那時我整理著東西,心想是啊,嫦樂很喜歡姬玉所以才輕易受騙。
趙王已經和樊國合作,怎么會傷害作為使者的姬玉呢?多半是姬玉和趙王達成了什么交易,拿嫦樂換了別的東西。然后他們再一個□□臉一個唱白臉,令嫦樂心甘情愿入局。
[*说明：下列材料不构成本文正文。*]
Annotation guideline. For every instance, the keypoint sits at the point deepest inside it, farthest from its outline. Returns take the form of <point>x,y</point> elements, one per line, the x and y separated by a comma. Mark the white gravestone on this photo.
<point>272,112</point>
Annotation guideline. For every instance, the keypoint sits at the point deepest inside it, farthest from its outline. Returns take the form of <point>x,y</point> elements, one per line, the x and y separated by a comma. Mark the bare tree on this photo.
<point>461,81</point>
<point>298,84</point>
看看,喜歡上姬玉多么可怕,歡欣地把刀子交到他手里,他便總有一天會狠狠地捅你一刀。
我回想著和子蔻的對話,視野慢慢里看不到姬玉了才輕輕松了一口氣。我歷來很擅長演戲說謊,這次卻是最緊張的一次。
我不能讓他知道他手上有我的刀。
月光清幽,我去沈白梧的靈位前祭拜,期望他在彼岸安好,無災無痛。期望他下一輩子長命百歲,與愛人白頭偕老。
最后再與他告別。
沈白梧的葬禮之后,姬玉要離開趙國了,下一站是衛國。
吳國趙國樊國余國這場混戰,衛國除了借道給樊國出兵之外并不摻和,作壁上觀。衛國一向不喜歡戰爭,大多數的戰爭中都保持中立,并不像是姬玉這樣的說客該去的地方。
姬玉該有的布置已經差不多做完了,這次去衛國并不是為了游說主君,而是去看望他的表妹辛然的。
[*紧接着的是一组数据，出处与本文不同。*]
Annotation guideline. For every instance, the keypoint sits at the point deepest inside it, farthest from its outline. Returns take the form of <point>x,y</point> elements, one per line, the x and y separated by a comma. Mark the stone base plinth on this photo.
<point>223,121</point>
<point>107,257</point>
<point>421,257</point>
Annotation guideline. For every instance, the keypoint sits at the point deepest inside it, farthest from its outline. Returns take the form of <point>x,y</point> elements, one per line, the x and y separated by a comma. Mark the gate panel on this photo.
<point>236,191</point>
我們把東西裝車的時候子蔻一邊裝一邊跟我閑聊,說姬玉每兩年都會去看望辛然一次,在衛國停留一兩個月。
“辛夫人可好了,即便是對我們都是和顏悅色的,回回都備禮物給我們。”子蔻滿眼期待,從裝貨物的車上跳下來拍拍手,回身看了一眼仍舊披著素縞的成光君府,眼里就有些悵然。
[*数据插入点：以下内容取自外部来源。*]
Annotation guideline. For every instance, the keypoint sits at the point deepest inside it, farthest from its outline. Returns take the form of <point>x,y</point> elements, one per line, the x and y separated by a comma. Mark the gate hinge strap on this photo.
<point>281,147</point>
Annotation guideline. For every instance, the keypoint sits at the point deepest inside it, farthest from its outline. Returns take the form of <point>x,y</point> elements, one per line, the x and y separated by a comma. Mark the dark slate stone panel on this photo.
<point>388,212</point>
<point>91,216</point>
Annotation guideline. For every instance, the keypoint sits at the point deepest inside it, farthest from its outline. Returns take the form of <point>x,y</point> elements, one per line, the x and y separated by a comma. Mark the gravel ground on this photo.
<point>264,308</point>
“以前幾乎每年公子都來成光君府的,之后大約再也不會來了吧。”
我跟著回身看了一眼成光君府門口。
三個月前我便是在這里被沈白梧叫上馬車直奔宮城的,那時候他皺著眉冷著臉,渾身散發著生人勿近的氣場。更早的時候,我第一次在走廊里見到他,就覺得他如同要化不化的雪,從頭到腳的潔白。以白衣開始,以素縞結尾。